Tag Archives: Mariah Stewart

On the shelf: ‘Dead Wrong’ by Mariah Stewart

By Megan Andres, Grand Rapids Public Library, Seymour Branch

 

In February, 2004, three criminals sit together at a courthouse. They decide to play an innocent game: name three people you would kill if you knew you couldn’t be caught. Then the twist: they exchange lists.

 

Mariah Stewart’s Dead Wrong is the beginning of a four-book series which tells the tale of this horrid game and the lives threatened by it. In this first book, Mara Douglas is a child advocate for the Lyndon courthouse. She stands for those who have no voice: the abused, the neglected, and the lost. One of her cases has earned her a place in the game. The prize: her death.

 

When someone begins killing women in Lyndon, the police and the FBI get involved. What truly haunts them is that all the women so far have one similarity: their name is M. Douglas. Mara finds herself saddled with a former FBI agent as a bodyguard because her own sister, another FBI agent, fears something bigger.

 

As events unfold and two more die, Mara makes the connection. Once upon a time Mara advocated in court on behalf of the Giordino children. She helped their mother Diana take them away from their father Vincent. Vincent didn’t like that idea and decided that if he couldn’t have them no one would.
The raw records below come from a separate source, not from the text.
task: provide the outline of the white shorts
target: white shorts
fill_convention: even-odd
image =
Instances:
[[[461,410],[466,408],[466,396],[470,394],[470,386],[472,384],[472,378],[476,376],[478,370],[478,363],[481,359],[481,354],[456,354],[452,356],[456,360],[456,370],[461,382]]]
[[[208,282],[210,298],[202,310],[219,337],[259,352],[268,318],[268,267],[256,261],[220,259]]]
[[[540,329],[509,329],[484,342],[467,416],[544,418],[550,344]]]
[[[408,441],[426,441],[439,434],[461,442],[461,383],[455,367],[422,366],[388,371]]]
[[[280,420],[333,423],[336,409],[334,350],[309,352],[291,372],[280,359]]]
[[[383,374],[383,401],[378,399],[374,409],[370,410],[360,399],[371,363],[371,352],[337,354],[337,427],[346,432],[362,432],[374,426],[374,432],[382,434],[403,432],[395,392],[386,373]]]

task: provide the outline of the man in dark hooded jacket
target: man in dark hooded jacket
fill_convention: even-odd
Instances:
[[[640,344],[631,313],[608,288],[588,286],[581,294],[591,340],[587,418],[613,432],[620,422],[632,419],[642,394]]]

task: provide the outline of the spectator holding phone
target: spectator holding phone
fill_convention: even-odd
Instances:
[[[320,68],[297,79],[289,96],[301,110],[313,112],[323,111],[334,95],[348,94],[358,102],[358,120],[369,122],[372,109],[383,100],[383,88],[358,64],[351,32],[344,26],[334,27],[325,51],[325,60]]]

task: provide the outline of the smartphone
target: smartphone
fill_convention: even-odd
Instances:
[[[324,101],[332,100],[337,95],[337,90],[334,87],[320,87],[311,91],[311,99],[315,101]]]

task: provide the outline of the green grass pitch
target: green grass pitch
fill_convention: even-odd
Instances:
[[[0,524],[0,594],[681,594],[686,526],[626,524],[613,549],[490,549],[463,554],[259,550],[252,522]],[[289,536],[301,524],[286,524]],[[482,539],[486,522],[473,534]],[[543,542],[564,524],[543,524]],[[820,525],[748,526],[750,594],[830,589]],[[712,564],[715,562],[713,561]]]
In jail for murdering his family, Vinnie also happens to have played that game in the courthouse. And the man who took his list is after Mara.

 

Dead Wrong is full of twists and turns. It is both romance and thriller, genres that Mariah Stewart blends convincingly. But what may be the Dead Wrong‘s best promise is that there are still two more lists out there with two more killers waiting.